Rome faces defence budget setback as economic strain deepens
Italy may be unable to proceed with its planned increase in defence spending due to worsening economic and public finance conditions, alongside the need to address rising energy costs, a government document said, Reuters reports.
Prime Minister Giorgia Meloni’s government lowered its growth forecasts and raised projections for the budget deficit and public debt, citing surging energy prices and instability linked to tensions in the Middle East.
The Treasury’s multi-year budget plan (DFP), released on April 23, highlighted increased downside risks to the economic outlook and warned that Italy now has limited fiscal room for manoeuvre due to the need to support households and businesses affected by the energy shock.
“As a result, it will be necessary to re-define our priorities and re-programme the planned spending increases in other areas, including defence,” Economy Minister Giancarlo Giorgetti said in an introductory note to the DFP.
Italy, along with most NATO European allies, has endorsed calls from US President Donald Trump for defence and security spending to reach 5% of GDP by 2035.
In the near term, Rome’s 2026 budget, approved in December, had committed to increasing defence spending by 0.5% of GDP by 2028—equivalent to around €12 billion ($14.03 billion)—a plan that has drawn criticism from opposition parties, which argue the funds should instead be directed toward public services.
Highly dependent on imported energy, Italy remains particularly exposed to disruptions linked to the Iran conflict.

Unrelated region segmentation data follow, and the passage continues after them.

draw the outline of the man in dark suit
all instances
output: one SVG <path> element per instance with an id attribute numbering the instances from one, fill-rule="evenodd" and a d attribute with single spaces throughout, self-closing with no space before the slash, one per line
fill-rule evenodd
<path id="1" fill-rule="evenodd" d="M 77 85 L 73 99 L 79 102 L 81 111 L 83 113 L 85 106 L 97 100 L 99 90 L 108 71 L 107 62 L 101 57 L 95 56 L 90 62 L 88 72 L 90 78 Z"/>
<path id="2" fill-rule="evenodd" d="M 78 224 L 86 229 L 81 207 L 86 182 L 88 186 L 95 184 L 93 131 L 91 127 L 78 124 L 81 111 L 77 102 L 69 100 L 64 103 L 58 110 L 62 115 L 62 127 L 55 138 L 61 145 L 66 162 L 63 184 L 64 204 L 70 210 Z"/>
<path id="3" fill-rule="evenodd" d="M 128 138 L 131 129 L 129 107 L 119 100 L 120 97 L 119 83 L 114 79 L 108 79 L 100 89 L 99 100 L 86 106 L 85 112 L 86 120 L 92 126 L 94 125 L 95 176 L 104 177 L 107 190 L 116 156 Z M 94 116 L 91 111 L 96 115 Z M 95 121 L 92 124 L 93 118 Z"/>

The country is Europe’s most gas-dependent economy, with natural gas accounting for 38% of its energy mix, according to the London-based Energy Institute. It is also the European Union’s largest importer of liquefied natural gas via the Persian Gulf.
The European Union has allowed member states to exceed fiscal deficit limits in order to increase defence spending or respond to exceptionally adverse economic conditions.
Giorgetti said that Italy may invoke this so-called “national escape clause,” although the DFP suggests it is more likely to be used to address the energy crisis rather than to expand defence expenditure.
He also warned that the government’s current forecasts, which project growth of 0.6% this year and next, may need to be revised downward. The DFP further indicates that in a worst-case scenario, the economy could contract by 0.2% in 2027.